Ve Kazım Koyuncu ve ekibi olmasaydı, Hayde şarkısında söz arasındaki solo tulumun Karadeniz’in hırçın dalgalarının sesi, yüzü, gücü olabilmesi ve dinleyicisinin içini de aynı hırçınlıkla sevebilmesi, dövebilmesi mümkün müydü? Alper görüntüyle başarmış bunu, kimi ise müzikle; yani hissedebilen başarıyor.
Rüzgarın Hatıraları, hızlı başlayan sahnelerini aniden yavaşlatıyor, pastelleştiriyor ve konuyu ağdalaştırıyor. Alper, Gelecek Uzun Sürer’de yaşattığı hayalkırıklığının ardından yeniden Karadeniz’e kadrajını çeviriyor ve muhtemelen Sonbahar’ındaki konuyu işleyiş tarzını ve güzelim görselliği tekrarlayarak toparlanmak istiyordu. Ancak filmin Karadeniz kısmı başlayınca sürekli manzara görüntüleri izletiyor, bazen salyangoz yürüyüş hızı eşliğinde.
1943’te Türkiye’nin Nazi hayranlığına şöyle bir değinerek geçen film, bununla çok iyi bir iş yapıyor. 1915’ten de eskiye dayanan Alman-Türk işbirliğinde daha çok Almanya’nın hakimiyeti ve yönlendiriciliği baskındır. Han ve Tan matbaası baskınını yansıtmayı başaran yönetmen, ölümsüz “öfkeli kalabalığın” Aram’ın peşinde olduğunu öne sürerek Aram’ın sınırdışına çıkmasına zemin hazırlıyor. Karadeniz sahillerine böylece ulaşabiliyoruz.
1915 demişken, filmde 1915 geçiyor ama bunun ne anlama geldiği ortaya konmuyor. Film 1915’i anlatmıyor. Ermeniler, Süryaniler, Lazlar bu topraklarda azınlık mıdır, azınlıklaştırılmış mıdır? Siz hangisini kullanmayı tercih edersiniz? Filmde 1915’in soykırım olarak resmedildiği, anlatıldığı herhangi bir sahne var mı? Ben rastlamadım.

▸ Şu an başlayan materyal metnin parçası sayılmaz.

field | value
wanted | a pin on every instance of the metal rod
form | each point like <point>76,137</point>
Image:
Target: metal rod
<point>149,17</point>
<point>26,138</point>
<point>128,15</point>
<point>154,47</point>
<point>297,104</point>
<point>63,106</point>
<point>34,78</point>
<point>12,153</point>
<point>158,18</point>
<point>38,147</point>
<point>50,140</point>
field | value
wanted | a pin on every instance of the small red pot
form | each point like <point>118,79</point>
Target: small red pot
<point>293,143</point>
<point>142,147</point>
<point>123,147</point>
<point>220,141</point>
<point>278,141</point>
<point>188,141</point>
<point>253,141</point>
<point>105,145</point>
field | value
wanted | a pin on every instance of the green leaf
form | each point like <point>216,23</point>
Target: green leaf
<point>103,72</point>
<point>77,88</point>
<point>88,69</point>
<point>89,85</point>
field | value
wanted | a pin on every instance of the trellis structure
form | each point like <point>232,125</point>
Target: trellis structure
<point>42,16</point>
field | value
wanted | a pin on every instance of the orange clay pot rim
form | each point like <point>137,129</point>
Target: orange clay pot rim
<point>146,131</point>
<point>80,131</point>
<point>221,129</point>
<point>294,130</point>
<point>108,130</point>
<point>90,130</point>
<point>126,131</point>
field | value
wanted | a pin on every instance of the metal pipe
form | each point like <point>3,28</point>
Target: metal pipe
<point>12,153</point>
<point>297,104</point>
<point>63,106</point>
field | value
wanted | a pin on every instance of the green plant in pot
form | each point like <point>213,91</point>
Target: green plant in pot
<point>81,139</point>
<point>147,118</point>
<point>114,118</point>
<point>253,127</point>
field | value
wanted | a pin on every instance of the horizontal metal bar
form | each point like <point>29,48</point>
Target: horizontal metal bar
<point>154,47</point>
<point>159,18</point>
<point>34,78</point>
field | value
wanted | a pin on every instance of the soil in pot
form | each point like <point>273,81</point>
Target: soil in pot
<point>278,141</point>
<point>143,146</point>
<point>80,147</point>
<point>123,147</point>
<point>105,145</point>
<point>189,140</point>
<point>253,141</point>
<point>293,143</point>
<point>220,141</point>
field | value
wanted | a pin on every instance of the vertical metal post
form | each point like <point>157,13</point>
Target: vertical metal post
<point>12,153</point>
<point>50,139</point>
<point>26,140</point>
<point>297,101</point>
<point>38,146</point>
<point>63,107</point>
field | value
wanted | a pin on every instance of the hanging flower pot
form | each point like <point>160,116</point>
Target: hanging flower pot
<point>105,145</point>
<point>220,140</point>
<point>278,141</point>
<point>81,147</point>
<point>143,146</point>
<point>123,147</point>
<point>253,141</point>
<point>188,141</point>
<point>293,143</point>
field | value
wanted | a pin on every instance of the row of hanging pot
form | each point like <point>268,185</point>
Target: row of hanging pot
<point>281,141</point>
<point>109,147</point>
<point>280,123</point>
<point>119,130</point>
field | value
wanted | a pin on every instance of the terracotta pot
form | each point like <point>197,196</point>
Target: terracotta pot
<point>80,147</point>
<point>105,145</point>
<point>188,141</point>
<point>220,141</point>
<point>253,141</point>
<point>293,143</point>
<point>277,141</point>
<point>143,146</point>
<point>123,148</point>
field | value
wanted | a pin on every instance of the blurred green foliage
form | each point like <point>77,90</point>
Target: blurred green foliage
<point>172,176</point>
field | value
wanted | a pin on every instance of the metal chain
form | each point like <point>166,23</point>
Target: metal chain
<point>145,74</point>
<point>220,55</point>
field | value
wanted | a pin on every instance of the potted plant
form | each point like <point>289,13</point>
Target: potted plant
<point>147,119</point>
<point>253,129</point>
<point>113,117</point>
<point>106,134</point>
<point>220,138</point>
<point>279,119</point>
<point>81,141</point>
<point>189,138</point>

1915’i hiç farkında olmayan birine bu filmi izletirseniz olayın soykırım olduğunun ayırdına varabileceği şüphelidir. Bu filmi izleyen biz isek yani potansiyel izleyici kitlesine dahilsek eğer, yönetmenin demediğini, diyemediğini hatta izleyiciye dedirtmeye çalıştığını filmi izledikten sonra neden sanki yönetmen ve senaristler öyle diyormuş gibi anlatmaya çalışalım ki?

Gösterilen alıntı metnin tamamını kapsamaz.